The results of thermal interactions between a solid particle and a fluid have two folds: the motion of fluid affects the heat transfer and energy balance of a particle; and the heat transfer from particles influences the fluid motion. When the temperature of a particle and its surrounding fluid is not the same, heat is transferred between the particle and the fluid. The heat flux influences the properties of the surrounding fluid and changes the dynamics of the sedimentation of the particle. To study the effect of non-isothermal flows to the motion of a particle, we have developed a Direct Numerical Simulation (DNS) method that is capable of solving both the momentum equation and heat transfer equation for the computation of thermal interaction between particles and fluid. This numerical method makes use of a finite difference method in combination with the Immersed Boundary (IB) method for treating the particulate phase. In particular, the IB concept has been extended to treat thermal boundary condition at the particle surface. A regular Eulerian grid is used to solve the modified momentum and energy equations for the entire flow region simultaneously. In the region that is occupied by the solid particles, a second particle-based Lagrangian grid is used, which tracks particles, and a force density function or an energy density function is introduced to represent the momentum interaction or thermal interaction between particle and fluid.
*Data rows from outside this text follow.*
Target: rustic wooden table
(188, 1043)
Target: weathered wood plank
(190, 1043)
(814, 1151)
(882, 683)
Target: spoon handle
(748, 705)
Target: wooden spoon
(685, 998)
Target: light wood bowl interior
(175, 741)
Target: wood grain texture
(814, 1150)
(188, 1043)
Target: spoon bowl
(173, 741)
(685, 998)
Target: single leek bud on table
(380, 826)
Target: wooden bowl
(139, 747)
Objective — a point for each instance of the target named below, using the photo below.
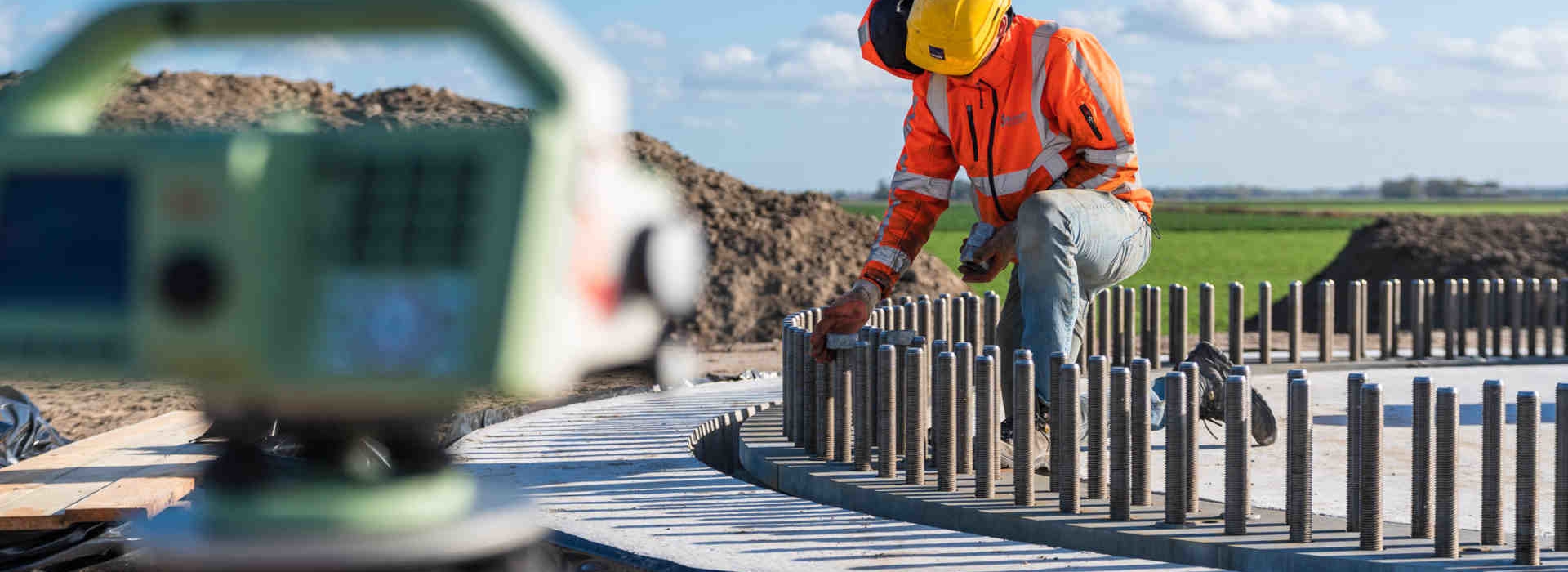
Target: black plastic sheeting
(66, 549)
(24, 428)
(1213, 369)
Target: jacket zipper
(974, 140)
(1092, 124)
(990, 151)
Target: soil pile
(1419, 247)
(772, 252)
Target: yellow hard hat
(952, 37)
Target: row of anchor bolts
(1525, 312)
(860, 391)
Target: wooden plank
(149, 491)
(38, 493)
(32, 474)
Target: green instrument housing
(342, 275)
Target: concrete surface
(621, 472)
(1329, 467)
(1266, 547)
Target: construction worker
(1034, 114)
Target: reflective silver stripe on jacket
(932, 187)
(893, 257)
(1051, 143)
(1118, 157)
(1099, 95)
(937, 102)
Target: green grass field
(1201, 244)
(1205, 244)
(1380, 208)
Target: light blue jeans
(1071, 245)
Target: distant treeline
(1409, 189)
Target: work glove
(844, 315)
(987, 251)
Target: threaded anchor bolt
(1298, 458)
(1175, 450)
(1120, 444)
(988, 427)
(1237, 486)
(1178, 324)
(1491, 463)
(1561, 481)
(1526, 546)
(862, 404)
(1353, 450)
(1138, 431)
(993, 315)
(1325, 322)
(1446, 538)
(1371, 467)
(1421, 458)
(1097, 428)
(1155, 324)
(946, 422)
(963, 406)
(821, 411)
(1206, 312)
(1056, 422)
(1517, 317)
(915, 416)
(1022, 428)
(1129, 333)
(1294, 322)
(886, 428)
(1264, 324)
(1070, 486)
(1189, 372)
(1237, 333)
(1102, 320)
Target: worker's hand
(991, 257)
(844, 315)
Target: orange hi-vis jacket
(1045, 112)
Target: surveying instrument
(345, 286)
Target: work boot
(1041, 444)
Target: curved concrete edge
(621, 474)
(784, 467)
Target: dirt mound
(195, 102)
(1418, 247)
(772, 251)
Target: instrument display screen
(65, 240)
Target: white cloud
(328, 49)
(1327, 60)
(1388, 82)
(632, 35)
(823, 61)
(659, 88)
(707, 123)
(1236, 20)
(1098, 20)
(840, 29)
(1526, 49)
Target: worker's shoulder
(1070, 35)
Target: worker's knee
(1048, 209)
(1045, 218)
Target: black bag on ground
(22, 428)
(1213, 369)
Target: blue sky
(1276, 93)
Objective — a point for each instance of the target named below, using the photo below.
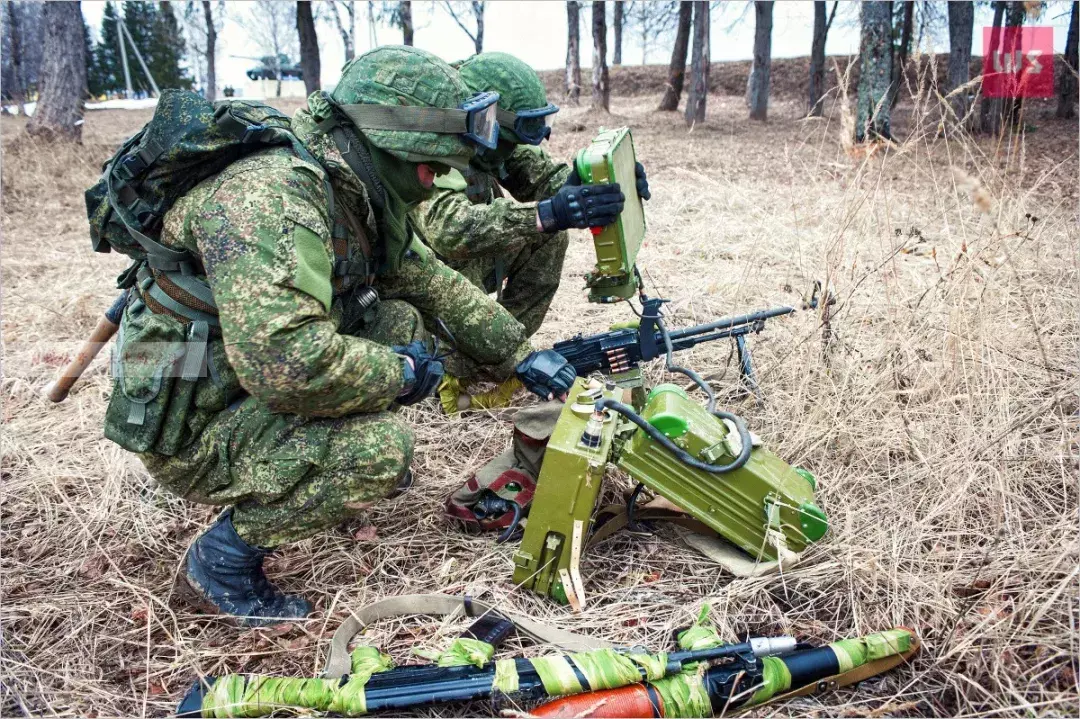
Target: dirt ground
(936, 406)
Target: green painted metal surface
(610, 159)
(566, 494)
(740, 505)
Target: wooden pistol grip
(58, 389)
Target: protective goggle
(530, 126)
(475, 120)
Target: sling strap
(338, 663)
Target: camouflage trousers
(286, 476)
(531, 277)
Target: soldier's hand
(580, 206)
(422, 371)
(547, 374)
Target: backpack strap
(346, 268)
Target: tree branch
(449, 8)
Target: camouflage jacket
(264, 235)
(469, 217)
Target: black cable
(632, 507)
(672, 367)
(682, 455)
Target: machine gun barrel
(730, 323)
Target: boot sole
(184, 591)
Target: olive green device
(761, 507)
(610, 159)
(679, 449)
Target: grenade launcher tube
(412, 687)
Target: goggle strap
(409, 119)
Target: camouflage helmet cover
(520, 87)
(405, 76)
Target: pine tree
(169, 50)
(109, 75)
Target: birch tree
(58, 114)
(572, 52)
(602, 90)
(699, 66)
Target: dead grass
(941, 420)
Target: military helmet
(410, 77)
(523, 100)
(518, 85)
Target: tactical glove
(547, 374)
(642, 181)
(422, 376)
(580, 206)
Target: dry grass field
(937, 406)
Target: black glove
(580, 206)
(547, 374)
(422, 377)
(642, 181)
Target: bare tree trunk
(572, 52)
(905, 50)
(478, 12)
(1014, 17)
(676, 71)
(211, 52)
(18, 92)
(347, 32)
(875, 72)
(602, 93)
(617, 19)
(63, 83)
(990, 111)
(757, 87)
(821, 26)
(309, 46)
(961, 21)
(699, 66)
(1067, 87)
(405, 10)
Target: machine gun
(620, 351)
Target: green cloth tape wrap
(775, 679)
(256, 695)
(700, 635)
(684, 695)
(557, 676)
(461, 652)
(855, 652)
(505, 679)
(603, 668)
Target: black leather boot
(223, 573)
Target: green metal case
(763, 507)
(561, 515)
(610, 159)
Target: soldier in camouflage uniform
(291, 430)
(501, 244)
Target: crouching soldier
(513, 246)
(293, 276)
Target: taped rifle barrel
(729, 323)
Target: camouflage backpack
(188, 139)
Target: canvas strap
(338, 663)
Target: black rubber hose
(682, 455)
(672, 367)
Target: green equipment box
(610, 159)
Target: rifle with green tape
(464, 673)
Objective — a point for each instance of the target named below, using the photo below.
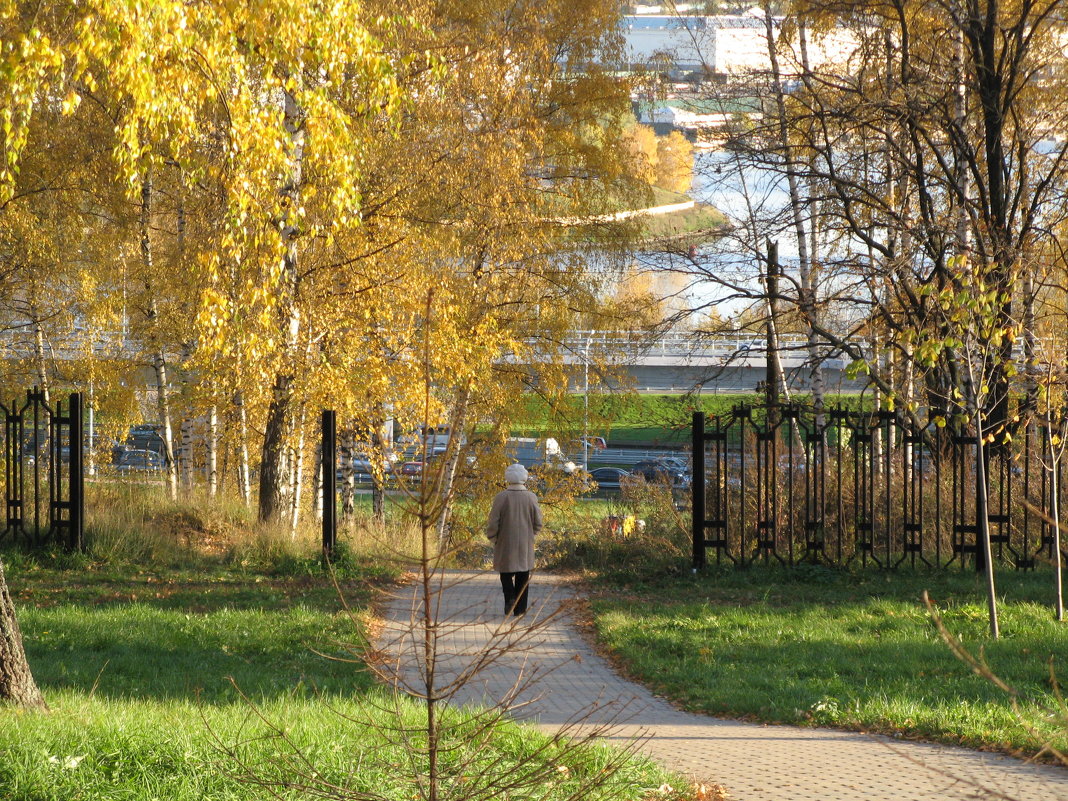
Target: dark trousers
(515, 585)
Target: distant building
(724, 46)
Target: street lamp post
(585, 405)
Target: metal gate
(870, 488)
(44, 470)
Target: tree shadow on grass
(169, 647)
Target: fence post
(697, 490)
(77, 476)
(329, 481)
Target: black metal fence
(866, 487)
(44, 470)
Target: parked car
(608, 478)
(662, 471)
(145, 437)
(140, 460)
(362, 471)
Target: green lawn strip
(144, 674)
(649, 419)
(849, 650)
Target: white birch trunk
(297, 476)
(244, 471)
(213, 451)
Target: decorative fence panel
(44, 470)
(870, 488)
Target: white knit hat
(515, 474)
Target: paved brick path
(755, 763)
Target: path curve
(754, 762)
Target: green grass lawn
(851, 650)
(144, 673)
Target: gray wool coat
(515, 519)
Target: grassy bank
(850, 650)
(145, 671)
(644, 420)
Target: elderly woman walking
(515, 519)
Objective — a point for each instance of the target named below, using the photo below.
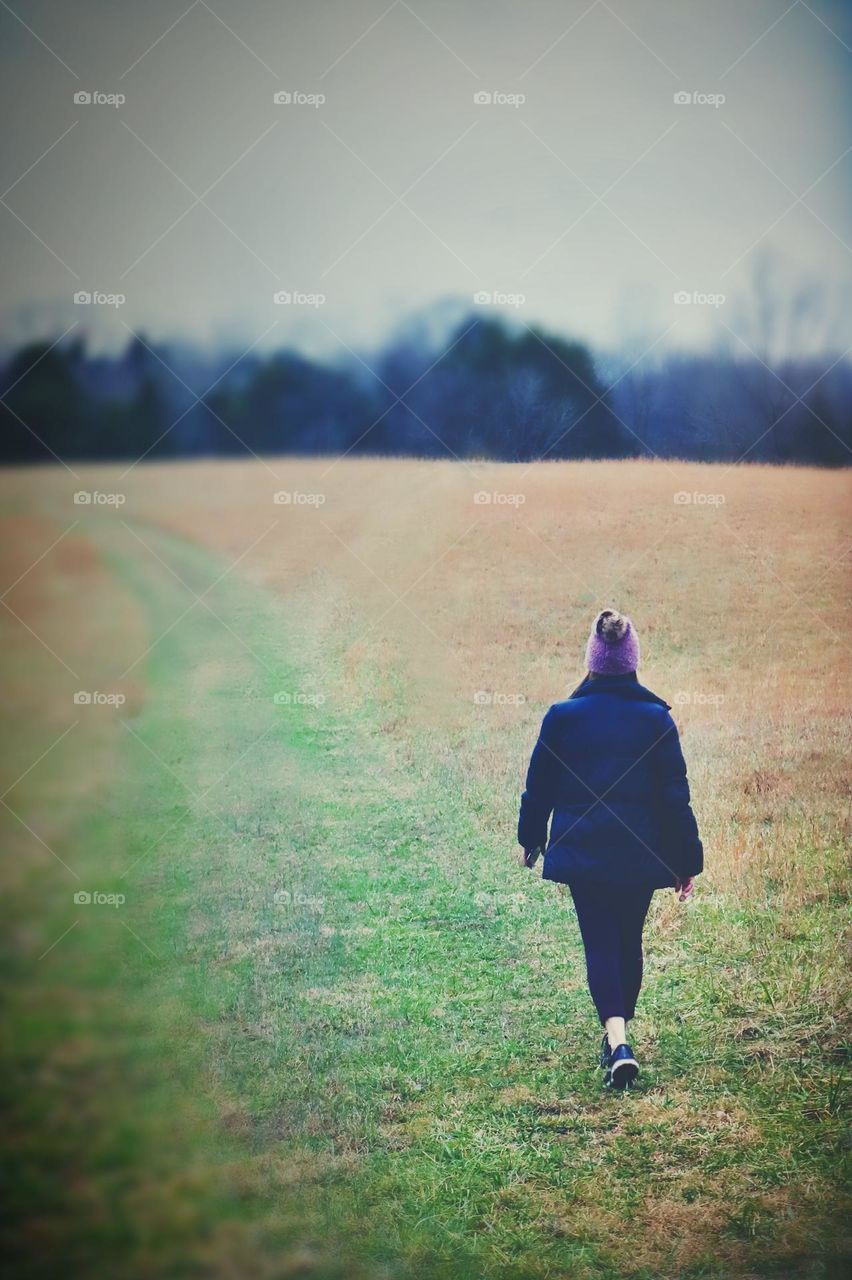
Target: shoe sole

In this paper, the IB based DNS method has been applied to study the fluidization of 12,000 circular particles, the unsteady conduction of a sphere in a stagnant fluid, and the sedimentation of a non-isothermal sphere in a viscous fluid at different Grashof number. Our simulation results show that the sedimentation velocity of the particle depends strongly on the thermal interaction of particle and fluid due to the strong buoyancy force exerted on the particle.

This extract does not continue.